Burma: Malaria’s Crucial Battleground

If a drug-resistant strain goes unchecked, it could spread to India and Africa.

By Jay Winsten and Trish Stroman

The global fight against malaria has made historic progress over the past decade. But now the emergence in Southeast Asia of malarial parasites resistant to artemisinin—the current gold-standard drug for treating the disease—poses grave new challenges. While many affected countries in the region are taking swift countermeasures, the situation remains serious in Burma.

The first confirmed cases of artemisinin resistance were found along the Thai-Cambodia border in 2006. Last month, a new study, conducted by a team headed by Dr. François Nosten of the Shoklo Malaria Research Unit, confirmed the presence of artemisinin resistance along the Thai-Burmese border, and resistance is now suspected in Vietnam as well. One concern is that migrant populations that lack access to quality health services may carry resistant parasites to distant locales.
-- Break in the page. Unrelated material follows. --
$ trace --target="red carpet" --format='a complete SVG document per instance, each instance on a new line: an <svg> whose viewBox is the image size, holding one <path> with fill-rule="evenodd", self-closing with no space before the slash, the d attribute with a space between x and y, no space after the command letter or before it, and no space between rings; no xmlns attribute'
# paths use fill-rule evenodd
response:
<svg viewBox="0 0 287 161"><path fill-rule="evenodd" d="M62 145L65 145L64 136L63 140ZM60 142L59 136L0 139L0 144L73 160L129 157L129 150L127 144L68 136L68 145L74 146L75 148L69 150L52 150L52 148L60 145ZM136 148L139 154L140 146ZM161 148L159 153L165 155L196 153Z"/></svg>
The global health community is in a race against time to contain the spread of artemisinin resistance. No other antimalaria drug offers anything like artemisinin’s potency, rapid action, safety, and tolerability—and no substitute is expected to be available for at least five years.

Burma is key to successful containment efforts because it is a chokepoint of sorts. Based on experience with other drugs against which the disease has developed resistance, there is reason for concern that resistant parasites could spread from Burma and other Mekong countries into India and Africa, where transmission rates are higher and the disease even deadlier.

While the threat to India and Africa isn’t imminent, the situation in Burma requires an immediate response. As the World Health Organization (WHO) stated last year, when artemisinin resistance was suspected (but not yet confirmed) along the Thai-Burmese border, “Much progress has been made in Cambodia and Thailand, but the efforts will be fruitless if the situation in Burma is not handled with the same determination…The emergence of artemisinin resistance in [Burma] has magnified and complicated the containment challenge.” The WHO is working closely with the Mekong countries to implement a containment strategy.

Last year, the WHO developed a Global Plan for Artemisinin Resistance Containment with strategic support from The Boston Consulting Group. The plan calls for an intensive array of prevention tactics and treatments to be used in infected areas, and additional rings of protection to keep the resistance isolated.

Fortunately, the dramatic political reforms currently underway in Burma have come just in time to make the WHO plan possible. Increasingly, health workers are being granted access to remote regions of Burma that previously were restricted.

But Burma is still a particularly challenging country in which to work. There is a large at-risk population, including a population of migrants that’s difficult to reach. There are also insufficient resources, such as insecticide-treated bed nets, in high-risk areas.

On top of these problems, the most commonly used antimalarial drug in Burma is artemisinin monotherapy, which relies on artemisinin alone without the added benefit of a companion drug. The widespread use of monotherapy is believed to be an important driver in the emergence of resistance.

In 2006, the WHO issued a policy strongly recommending that artemisinin always be used in combination with a second antimalaria drug to guard against resistance. The concept of “artemisinin combination therapy” (ACT) is based on the simultaneous use of two drugs. The idea is that if a mutation occurs in a malarial parasite enabling it to resist attack by artemisinin, the second drug will save the day by wiping out the mutant parasite before it can replicate. The odds are low that the parasite would become resistant to two drugs in the same organism at the same time.

Despite the importance of the two-drug approach, more than 80 percent of malaria cases in Burma are treated with monotherapy, in part because ACTs remain expensive and scarce in the private sector. The problem is exacerbated by the pervasiveness of counterfeit and substandard drugs.

The Burmese government is in the process of reviewing registered medicines and instituting a ban on the sale of oral monotherapies. However, the ban is unlikely to work until there is a massive scale-up in the availability of the approved ACTs throughout the country at sharply reduced prices, and new policies are put in place to generate strong consumer demand for quality ACTs.

One program addressing this problem—coordinated by the WHO and supported by funds from the British government and the Bill & Melinda Gates Foundation—is providing a large financial subsidy to a small number of distributors who control the bulk of Burma’s wholesale market for antimalarial drugs. The key unknown is how much of the savings for ACTs will be passed on to consumers, especially in remote communities.

Despite the importance of the effort to contain artemisinin resistance, funding is in short supply. The WHO estimates that an additional package of $370 million is needed to strengthen current malaria-control efforts and contain artemisinin-resistant strains of the parasite in the Greater Mekong region over the next five years.

Now is the time to fill that funding gap and launch a frontal assault on the spread of drug-resistant strains. Otherwise the progress made against malaria could be lost.